8- Chez Zacatrus, nous misons sur l’apprentissage basé sur le jeu (ABJ). Vois-tu un lien entre l’ABJ et le développement infantile en utilisant les dynamiques des jeux de société ?
Bien sûr, l’ABJ, lorsqu’il est réalisé avec des jeux de société adaptés à l’âge et au profil de l’enfant, devient un outil puissant. Il ne renforce pas seulement les contenus académiques, mais stimule aussi le développement global de l’enfant dans un environnement ludique, structuré et émotionnellement sûr.
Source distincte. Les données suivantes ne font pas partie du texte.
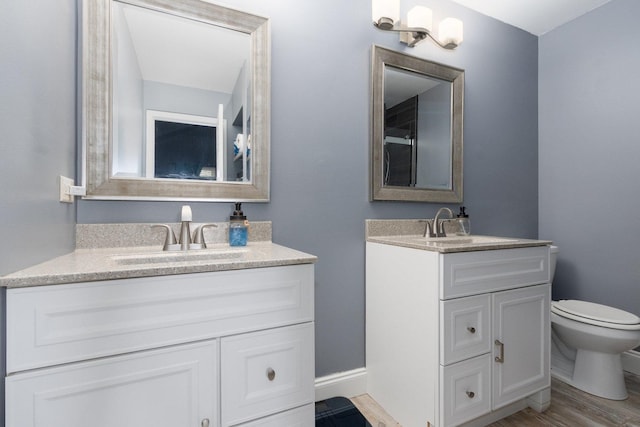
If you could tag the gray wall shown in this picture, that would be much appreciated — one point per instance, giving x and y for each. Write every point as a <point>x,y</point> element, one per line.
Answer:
<point>589,152</point>
<point>320,137</point>
<point>37,129</point>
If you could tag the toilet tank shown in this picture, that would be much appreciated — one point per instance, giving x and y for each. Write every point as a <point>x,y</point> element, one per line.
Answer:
<point>553,257</point>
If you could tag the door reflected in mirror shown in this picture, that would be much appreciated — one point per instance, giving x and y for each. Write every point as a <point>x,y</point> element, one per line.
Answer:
<point>416,138</point>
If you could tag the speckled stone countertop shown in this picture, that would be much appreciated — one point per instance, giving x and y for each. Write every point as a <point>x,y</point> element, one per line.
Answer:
<point>410,234</point>
<point>87,264</point>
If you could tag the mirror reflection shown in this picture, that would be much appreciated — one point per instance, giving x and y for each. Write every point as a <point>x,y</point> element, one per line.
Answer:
<point>175,101</point>
<point>416,143</point>
<point>180,88</point>
<point>417,130</point>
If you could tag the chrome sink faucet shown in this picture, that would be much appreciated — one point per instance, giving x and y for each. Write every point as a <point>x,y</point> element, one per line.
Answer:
<point>185,241</point>
<point>436,228</point>
<point>185,228</point>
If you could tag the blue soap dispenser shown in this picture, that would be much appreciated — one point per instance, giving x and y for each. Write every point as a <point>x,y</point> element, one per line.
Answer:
<point>238,227</point>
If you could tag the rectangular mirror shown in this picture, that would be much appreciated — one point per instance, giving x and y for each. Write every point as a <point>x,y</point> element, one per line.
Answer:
<point>416,138</point>
<point>175,101</point>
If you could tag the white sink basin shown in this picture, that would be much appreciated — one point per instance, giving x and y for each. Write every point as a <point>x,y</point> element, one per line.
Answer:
<point>202,255</point>
<point>459,240</point>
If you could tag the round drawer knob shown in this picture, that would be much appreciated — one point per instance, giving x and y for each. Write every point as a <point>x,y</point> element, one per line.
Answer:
<point>271,374</point>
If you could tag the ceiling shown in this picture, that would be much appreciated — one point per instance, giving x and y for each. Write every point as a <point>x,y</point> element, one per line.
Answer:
<point>535,16</point>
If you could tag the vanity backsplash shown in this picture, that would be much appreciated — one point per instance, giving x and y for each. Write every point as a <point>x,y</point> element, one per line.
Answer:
<point>95,236</point>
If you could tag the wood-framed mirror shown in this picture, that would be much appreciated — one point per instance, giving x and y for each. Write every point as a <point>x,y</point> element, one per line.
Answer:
<point>175,101</point>
<point>416,129</point>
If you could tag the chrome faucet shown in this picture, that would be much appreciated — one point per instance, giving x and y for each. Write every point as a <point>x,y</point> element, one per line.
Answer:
<point>438,224</point>
<point>185,228</point>
<point>186,242</point>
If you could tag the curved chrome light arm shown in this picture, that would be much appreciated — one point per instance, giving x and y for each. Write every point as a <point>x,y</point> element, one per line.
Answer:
<point>417,33</point>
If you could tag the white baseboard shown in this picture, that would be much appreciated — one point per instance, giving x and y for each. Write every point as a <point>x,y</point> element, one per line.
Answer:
<point>631,361</point>
<point>354,383</point>
<point>347,384</point>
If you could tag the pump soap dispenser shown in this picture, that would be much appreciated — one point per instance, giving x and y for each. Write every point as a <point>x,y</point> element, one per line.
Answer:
<point>238,227</point>
<point>464,223</point>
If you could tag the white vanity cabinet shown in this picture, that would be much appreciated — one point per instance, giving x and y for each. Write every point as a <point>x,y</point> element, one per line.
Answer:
<point>453,338</point>
<point>203,350</point>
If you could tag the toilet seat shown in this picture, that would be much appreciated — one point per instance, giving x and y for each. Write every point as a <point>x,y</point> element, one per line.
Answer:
<point>596,314</point>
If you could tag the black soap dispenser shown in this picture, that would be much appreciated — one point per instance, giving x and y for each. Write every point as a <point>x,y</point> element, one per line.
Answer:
<point>464,223</point>
<point>238,227</point>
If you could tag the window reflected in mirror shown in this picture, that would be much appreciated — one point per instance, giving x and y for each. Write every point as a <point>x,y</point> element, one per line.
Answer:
<point>189,81</point>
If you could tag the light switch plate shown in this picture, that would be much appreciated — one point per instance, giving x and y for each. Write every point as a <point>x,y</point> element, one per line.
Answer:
<point>65,189</point>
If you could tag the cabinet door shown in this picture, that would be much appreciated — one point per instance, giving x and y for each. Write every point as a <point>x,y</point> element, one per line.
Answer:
<point>521,327</point>
<point>266,372</point>
<point>169,387</point>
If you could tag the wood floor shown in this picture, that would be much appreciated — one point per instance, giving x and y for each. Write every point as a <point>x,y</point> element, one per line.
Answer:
<point>569,408</point>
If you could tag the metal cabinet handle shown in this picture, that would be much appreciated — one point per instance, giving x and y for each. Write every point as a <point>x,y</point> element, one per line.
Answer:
<point>499,359</point>
<point>271,374</point>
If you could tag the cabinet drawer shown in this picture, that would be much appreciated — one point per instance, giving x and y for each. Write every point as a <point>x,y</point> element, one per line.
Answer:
<point>465,329</point>
<point>266,372</point>
<point>299,417</point>
<point>50,325</point>
<point>168,387</point>
<point>470,273</point>
<point>466,390</point>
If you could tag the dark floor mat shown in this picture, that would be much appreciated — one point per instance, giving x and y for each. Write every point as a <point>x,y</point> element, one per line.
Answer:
<point>339,412</point>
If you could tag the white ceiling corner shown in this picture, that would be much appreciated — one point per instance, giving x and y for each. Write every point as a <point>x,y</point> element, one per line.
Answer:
<point>534,16</point>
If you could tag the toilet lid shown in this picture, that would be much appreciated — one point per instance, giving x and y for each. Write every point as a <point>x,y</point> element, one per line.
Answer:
<point>599,312</point>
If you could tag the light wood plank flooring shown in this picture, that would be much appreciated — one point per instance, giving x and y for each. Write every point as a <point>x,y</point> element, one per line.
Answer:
<point>569,408</point>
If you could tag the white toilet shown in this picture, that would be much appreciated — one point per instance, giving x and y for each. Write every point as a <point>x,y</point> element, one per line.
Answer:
<point>587,341</point>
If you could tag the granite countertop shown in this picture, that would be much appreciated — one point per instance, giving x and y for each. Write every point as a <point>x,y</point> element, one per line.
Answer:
<point>457,243</point>
<point>85,265</point>
<point>409,233</point>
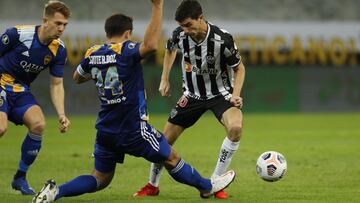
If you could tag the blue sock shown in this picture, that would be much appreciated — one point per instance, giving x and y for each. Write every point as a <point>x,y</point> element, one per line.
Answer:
<point>184,173</point>
<point>78,186</point>
<point>29,150</point>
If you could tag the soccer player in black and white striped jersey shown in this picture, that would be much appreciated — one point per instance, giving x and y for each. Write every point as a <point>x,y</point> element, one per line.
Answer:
<point>213,75</point>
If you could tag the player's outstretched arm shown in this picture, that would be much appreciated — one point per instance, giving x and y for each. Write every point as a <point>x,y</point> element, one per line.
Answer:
<point>57,96</point>
<point>169,59</point>
<point>153,30</point>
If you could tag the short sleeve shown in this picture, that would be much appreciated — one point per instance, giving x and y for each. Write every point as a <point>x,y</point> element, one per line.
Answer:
<point>173,41</point>
<point>132,49</point>
<point>232,55</point>
<point>57,69</point>
<point>8,40</point>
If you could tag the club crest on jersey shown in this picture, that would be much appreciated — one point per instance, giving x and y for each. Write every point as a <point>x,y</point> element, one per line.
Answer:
<point>173,113</point>
<point>131,45</point>
<point>188,67</point>
<point>5,39</point>
<point>47,59</point>
<point>210,59</point>
<point>182,101</point>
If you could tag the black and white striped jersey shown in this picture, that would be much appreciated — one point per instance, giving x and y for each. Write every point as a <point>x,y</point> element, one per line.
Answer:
<point>207,67</point>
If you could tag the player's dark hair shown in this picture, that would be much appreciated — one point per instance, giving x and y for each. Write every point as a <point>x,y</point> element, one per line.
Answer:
<point>56,6</point>
<point>117,24</point>
<point>188,9</point>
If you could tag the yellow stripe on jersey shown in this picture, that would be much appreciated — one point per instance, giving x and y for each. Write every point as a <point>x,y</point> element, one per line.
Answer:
<point>116,48</point>
<point>54,46</point>
<point>7,83</point>
<point>91,50</point>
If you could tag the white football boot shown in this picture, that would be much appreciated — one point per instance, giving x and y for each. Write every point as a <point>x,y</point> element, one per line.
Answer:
<point>220,182</point>
<point>47,193</point>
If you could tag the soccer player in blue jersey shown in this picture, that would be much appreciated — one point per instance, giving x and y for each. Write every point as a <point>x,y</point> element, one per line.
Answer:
<point>121,124</point>
<point>24,52</point>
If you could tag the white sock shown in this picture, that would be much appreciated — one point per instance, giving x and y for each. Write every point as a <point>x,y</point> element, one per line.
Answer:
<point>228,148</point>
<point>155,174</point>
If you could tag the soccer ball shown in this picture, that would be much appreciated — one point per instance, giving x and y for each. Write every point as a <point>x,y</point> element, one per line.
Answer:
<point>271,166</point>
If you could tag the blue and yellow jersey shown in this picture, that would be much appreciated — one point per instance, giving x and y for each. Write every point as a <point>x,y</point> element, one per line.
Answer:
<point>23,57</point>
<point>117,73</point>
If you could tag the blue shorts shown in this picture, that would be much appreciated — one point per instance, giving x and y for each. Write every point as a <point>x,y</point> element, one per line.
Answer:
<point>15,104</point>
<point>147,142</point>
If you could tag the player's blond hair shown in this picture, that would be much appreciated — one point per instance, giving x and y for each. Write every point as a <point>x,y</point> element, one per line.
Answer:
<point>56,6</point>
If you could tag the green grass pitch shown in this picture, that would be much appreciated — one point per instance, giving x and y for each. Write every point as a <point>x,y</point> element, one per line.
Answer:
<point>322,151</point>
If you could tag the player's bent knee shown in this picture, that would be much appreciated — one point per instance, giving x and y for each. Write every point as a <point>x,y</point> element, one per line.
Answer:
<point>38,127</point>
<point>173,159</point>
<point>234,132</point>
<point>103,179</point>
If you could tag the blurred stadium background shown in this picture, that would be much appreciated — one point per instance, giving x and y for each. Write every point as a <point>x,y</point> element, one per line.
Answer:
<point>300,56</point>
<point>301,94</point>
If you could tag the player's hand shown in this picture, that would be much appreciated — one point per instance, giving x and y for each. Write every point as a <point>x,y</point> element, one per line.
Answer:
<point>164,88</point>
<point>237,101</point>
<point>64,123</point>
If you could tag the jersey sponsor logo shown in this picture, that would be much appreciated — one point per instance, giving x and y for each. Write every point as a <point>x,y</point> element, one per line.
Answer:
<point>114,101</point>
<point>31,67</point>
<point>183,101</point>
<point>105,59</point>
<point>210,59</point>
<point>131,45</point>
<point>5,39</point>
<point>204,71</point>
<point>188,67</point>
<point>33,152</point>
<point>47,59</point>
<point>173,113</point>
<point>217,40</point>
<point>26,53</point>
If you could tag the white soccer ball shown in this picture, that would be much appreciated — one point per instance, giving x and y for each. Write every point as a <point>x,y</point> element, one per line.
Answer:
<point>271,166</point>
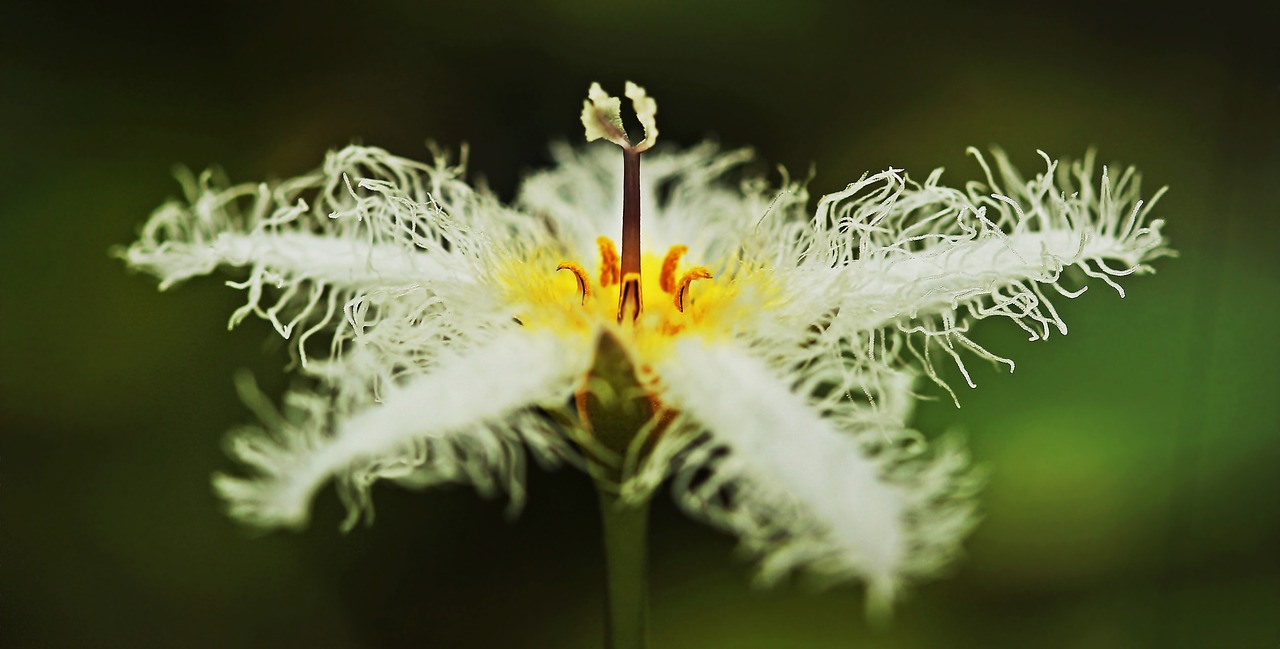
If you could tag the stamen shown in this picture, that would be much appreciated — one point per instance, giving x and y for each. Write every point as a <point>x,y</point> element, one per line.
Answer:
<point>667,280</point>
<point>583,284</point>
<point>609,273</point>
<point>629,298</point>
<point>694,273</point>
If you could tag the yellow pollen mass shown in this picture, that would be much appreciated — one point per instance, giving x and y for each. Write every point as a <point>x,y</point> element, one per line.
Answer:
<point>571,302</point>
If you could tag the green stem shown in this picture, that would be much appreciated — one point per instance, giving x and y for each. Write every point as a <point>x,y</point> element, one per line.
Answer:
<point>626,608</point>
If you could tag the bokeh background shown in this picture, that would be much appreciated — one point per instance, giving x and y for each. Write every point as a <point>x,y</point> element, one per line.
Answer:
<point>1134,492</point>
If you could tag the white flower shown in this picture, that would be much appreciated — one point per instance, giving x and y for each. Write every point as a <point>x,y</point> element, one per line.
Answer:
<point>768,378</point>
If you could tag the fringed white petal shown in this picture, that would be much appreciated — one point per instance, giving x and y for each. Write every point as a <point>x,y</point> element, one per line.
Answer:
<point>888,257</point>
<point>801,492</point>
<point>366,223</point>
<point>464,408</point>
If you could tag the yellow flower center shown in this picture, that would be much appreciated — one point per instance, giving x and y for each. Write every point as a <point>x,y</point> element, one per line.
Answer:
<point>671,298</point>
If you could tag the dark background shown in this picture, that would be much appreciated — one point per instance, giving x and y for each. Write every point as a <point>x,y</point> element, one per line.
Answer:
<point>1134,494</point>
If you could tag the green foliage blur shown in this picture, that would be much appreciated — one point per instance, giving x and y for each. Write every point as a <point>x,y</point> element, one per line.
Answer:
<point>1134,492</point>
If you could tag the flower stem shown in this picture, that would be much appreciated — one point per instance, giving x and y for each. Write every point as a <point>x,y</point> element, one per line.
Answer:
<point>626,608</point>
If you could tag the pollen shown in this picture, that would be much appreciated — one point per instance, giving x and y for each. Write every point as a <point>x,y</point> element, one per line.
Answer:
<point>695,273</point>
<point>584,286</point>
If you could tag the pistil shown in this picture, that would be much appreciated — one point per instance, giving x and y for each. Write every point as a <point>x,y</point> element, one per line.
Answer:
<point>602,119</point>
<point>630,301</point>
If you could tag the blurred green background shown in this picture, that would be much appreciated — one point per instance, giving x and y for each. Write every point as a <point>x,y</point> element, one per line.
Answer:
<point>1134,493</point>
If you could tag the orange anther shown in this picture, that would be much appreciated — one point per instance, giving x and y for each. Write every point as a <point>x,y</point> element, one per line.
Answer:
<point>609,270</point>
<point>694,273</point>
<point>584,286</point>
<point>667,280</point>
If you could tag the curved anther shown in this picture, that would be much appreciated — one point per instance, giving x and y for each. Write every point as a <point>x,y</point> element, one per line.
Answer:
<point>609,272</point>
<point>584,286</point>
<point>694,273</point>
<point>667,280</point>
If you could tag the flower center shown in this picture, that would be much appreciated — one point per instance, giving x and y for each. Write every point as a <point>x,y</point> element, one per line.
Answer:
<point>630,286</point>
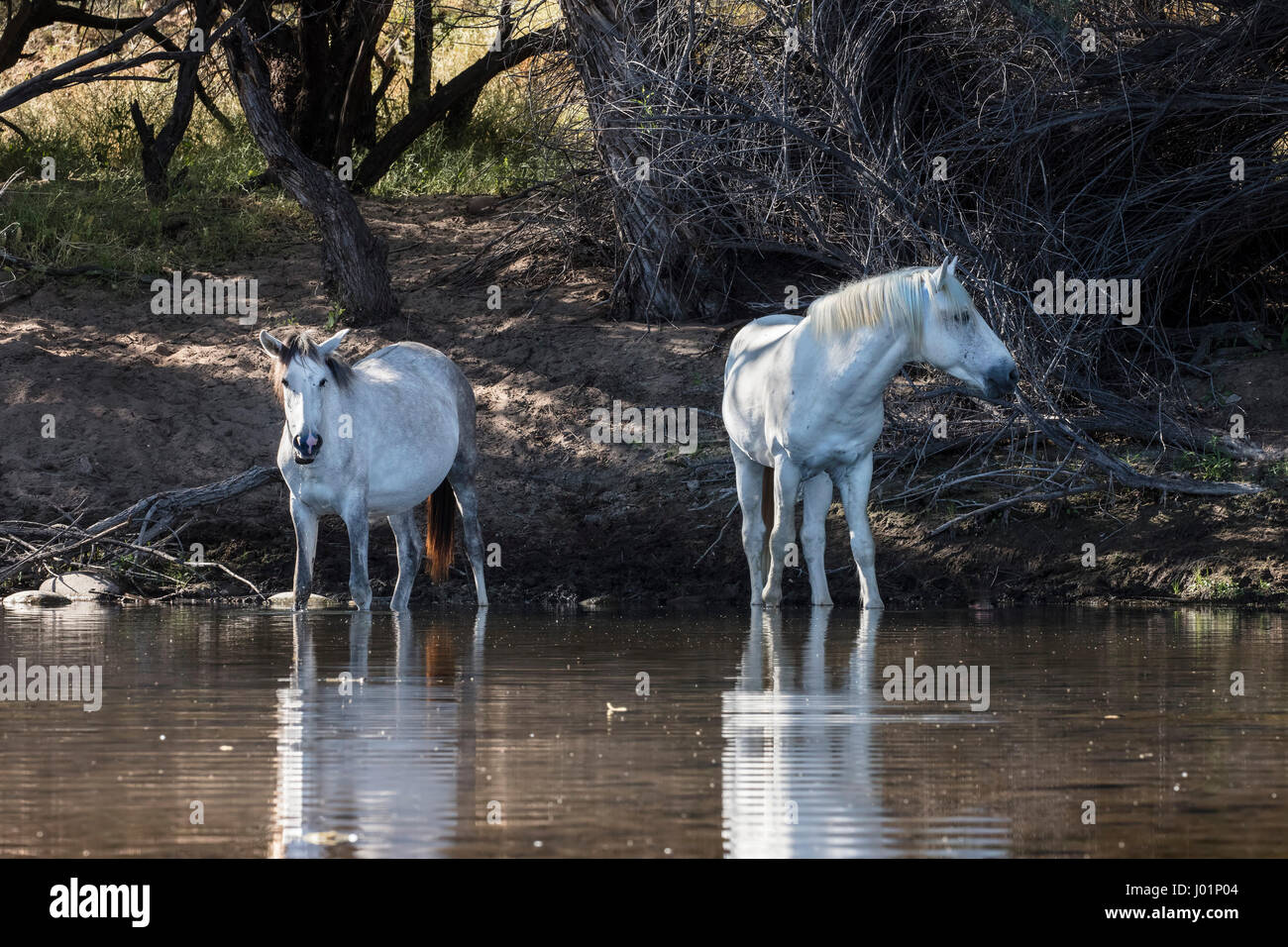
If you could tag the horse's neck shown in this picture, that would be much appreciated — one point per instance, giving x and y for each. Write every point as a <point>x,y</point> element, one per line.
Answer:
<point>859,367</point>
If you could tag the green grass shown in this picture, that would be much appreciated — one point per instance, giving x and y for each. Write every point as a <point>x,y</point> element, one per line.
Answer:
<point>1212,464</point>
<point>1214,587</point>
<point>492,155</point>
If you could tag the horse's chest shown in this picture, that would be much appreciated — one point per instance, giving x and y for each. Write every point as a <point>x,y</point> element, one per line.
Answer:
<point>318,493</point>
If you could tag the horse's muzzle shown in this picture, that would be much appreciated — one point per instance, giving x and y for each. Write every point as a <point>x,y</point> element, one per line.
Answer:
<point>307,447</point>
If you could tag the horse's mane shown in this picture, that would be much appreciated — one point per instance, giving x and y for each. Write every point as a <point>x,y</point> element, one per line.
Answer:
<point>297,343</point>
<point>879,300</point>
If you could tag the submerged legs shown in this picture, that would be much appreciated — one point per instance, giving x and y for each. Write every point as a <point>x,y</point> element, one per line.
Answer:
<point>407,536</point>
<point>305,547</point>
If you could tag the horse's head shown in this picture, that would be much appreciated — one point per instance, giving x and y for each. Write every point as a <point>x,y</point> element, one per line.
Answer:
<point>307,377</point>
<point>956,339</point>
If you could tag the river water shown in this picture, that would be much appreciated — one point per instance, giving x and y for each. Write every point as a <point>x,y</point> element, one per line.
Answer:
<point>236,732</point>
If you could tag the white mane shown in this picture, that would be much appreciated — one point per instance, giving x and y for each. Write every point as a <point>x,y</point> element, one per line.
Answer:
<point>892,299</point>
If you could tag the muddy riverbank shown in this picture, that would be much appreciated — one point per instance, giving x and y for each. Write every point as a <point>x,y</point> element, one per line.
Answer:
<point>146,402</point>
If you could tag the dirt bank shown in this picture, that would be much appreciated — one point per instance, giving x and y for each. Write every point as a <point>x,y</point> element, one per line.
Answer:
<point>146,402</point>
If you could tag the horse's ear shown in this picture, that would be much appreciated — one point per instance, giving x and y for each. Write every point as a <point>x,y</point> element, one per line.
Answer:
<point>940,278</point>
<point>327,348</point>
<point>269,344</point>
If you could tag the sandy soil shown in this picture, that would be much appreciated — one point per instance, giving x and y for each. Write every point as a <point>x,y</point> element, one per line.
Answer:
<point>145,403</point>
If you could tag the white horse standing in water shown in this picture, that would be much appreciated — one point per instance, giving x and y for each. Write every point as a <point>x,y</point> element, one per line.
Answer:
<point>803,406</point>
<point>376,440</point>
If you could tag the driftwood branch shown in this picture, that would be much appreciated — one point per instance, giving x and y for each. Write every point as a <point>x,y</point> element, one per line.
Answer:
<point>155,514</point>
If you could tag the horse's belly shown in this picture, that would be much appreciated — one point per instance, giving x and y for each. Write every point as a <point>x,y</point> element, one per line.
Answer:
<point>397,487</point>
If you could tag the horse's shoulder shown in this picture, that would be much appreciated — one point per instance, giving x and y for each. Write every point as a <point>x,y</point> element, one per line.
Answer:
<point>769,328</point>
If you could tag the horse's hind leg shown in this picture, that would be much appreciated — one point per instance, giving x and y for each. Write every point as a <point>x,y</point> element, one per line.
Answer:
<point>468,502</point>
<point>787,480</point>
<point>407,536</point>
<point>818,499</point>
<point>748,476</point>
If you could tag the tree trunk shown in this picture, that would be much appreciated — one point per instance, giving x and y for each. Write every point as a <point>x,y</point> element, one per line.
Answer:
<point>353,258</point>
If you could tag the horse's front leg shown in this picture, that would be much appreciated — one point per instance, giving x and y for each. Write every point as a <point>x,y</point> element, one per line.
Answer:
<point>786,480</point>
<point>305,547</point>
<point>854,495</point>
<point>360,585</point>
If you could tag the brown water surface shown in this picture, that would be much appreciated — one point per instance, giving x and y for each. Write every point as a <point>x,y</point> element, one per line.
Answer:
<point>447,733</point>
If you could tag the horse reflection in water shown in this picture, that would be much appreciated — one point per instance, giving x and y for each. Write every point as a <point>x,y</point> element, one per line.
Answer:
<point>369,766</point>
<point>798,759</point>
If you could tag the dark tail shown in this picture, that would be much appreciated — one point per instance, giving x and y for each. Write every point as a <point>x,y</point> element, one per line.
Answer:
<point>441,508</point>
<point>767,497</point>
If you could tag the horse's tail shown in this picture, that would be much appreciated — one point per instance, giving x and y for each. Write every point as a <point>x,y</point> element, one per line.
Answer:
<point>767,497</point>
<point>441,508</point>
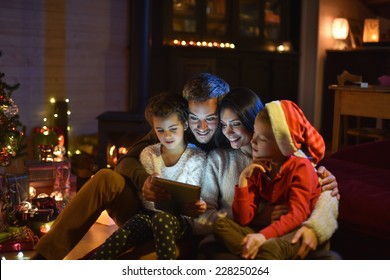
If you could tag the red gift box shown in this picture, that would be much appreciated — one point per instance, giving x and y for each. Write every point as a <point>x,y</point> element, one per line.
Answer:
<point>18,239</point>
<point>21,245</point>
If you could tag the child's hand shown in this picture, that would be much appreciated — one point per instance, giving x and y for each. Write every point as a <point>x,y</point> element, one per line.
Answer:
<point>251,244</point>
<point>248,171</point>
<point>201,206</point>
<point>153,192</point>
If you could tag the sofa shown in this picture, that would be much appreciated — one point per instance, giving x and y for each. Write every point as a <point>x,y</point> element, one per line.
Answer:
<point>363,175</point>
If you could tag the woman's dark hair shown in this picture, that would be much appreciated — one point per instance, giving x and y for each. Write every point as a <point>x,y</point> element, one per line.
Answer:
<point>164,104</point>
<point>243,102</point>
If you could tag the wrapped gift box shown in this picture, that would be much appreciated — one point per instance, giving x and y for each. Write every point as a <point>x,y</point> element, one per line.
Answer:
<point>17,239</point>
<point>17,186</point>
<point>47,177</point>
<point>40,215</point>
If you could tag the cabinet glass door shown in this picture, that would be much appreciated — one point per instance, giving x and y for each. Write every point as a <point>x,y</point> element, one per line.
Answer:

Concrètement, il stimule le développement cognitif (raisonnement logique, résolution de problèmes, mémoire, attention et planification), émotionnel (exprimer et réguler les émotions, résilience émotionnelle et tolérance à la frustration), social (communication verbale et non verbale, travail en équipe et négociation, prise de tours et respect des règles) et psychomoteur (motricité fine, coordination œil-main, organisation spatiale et habiletés de suivi visuel).
9- Y a-t-il un jeu que tu considères comme indispensable dans ta pratique, et pourquoi ? Utilises-tu un jeu Zacatrus ?
Il m’est difficile d’en choisir un seul, mais peut-être que Pelusas serait sur le podium pour moi. Pourquoi ? Pour sa polyvalence et toutes les possibilités qu’il offre, car c’est un jeu simple et adaptable. D’un côté, il a ce facteur de hasard qui génère de la frustration, permettant de travailler cela dans le contexte thérapeutique. D’un autre côté, il stimule des compétences cognitives comme l’attention soutenue (pour voler des cartes aux autres joueurs), le contrôle des impulsions et la prise de décision (pour s’arrêter de piocher et ne pas perdre les cartes qu’on a déjà). De plus, il permet de modifier ou d’ajouter des règles, travaillant ainsi la flexibilité cognitive.
Et oui, bien sûr que j’utilise des jeux Zacatrus. Parmi mes préférés : Draftosaurus et Unánimo. Le premier me plaît beaucoup, car en plus d’avoir une esthétique et des composants très attrayants pour les enfants, il travaille de nombreuses compétences : attention, concentration, initiative ou raisonnement logique et mathématique. En plus, comme c’est un jeu de type “draft”, il initie à la stratégie. D’un autre côté, Unánimo me semble être un jeu super amusant à jouer en grand groupe. Je pense que c’est un jeu idéal pour travailler la cohésion de groupe et d’autres habiletés sociales comme l’empathie ou le travail en équipe.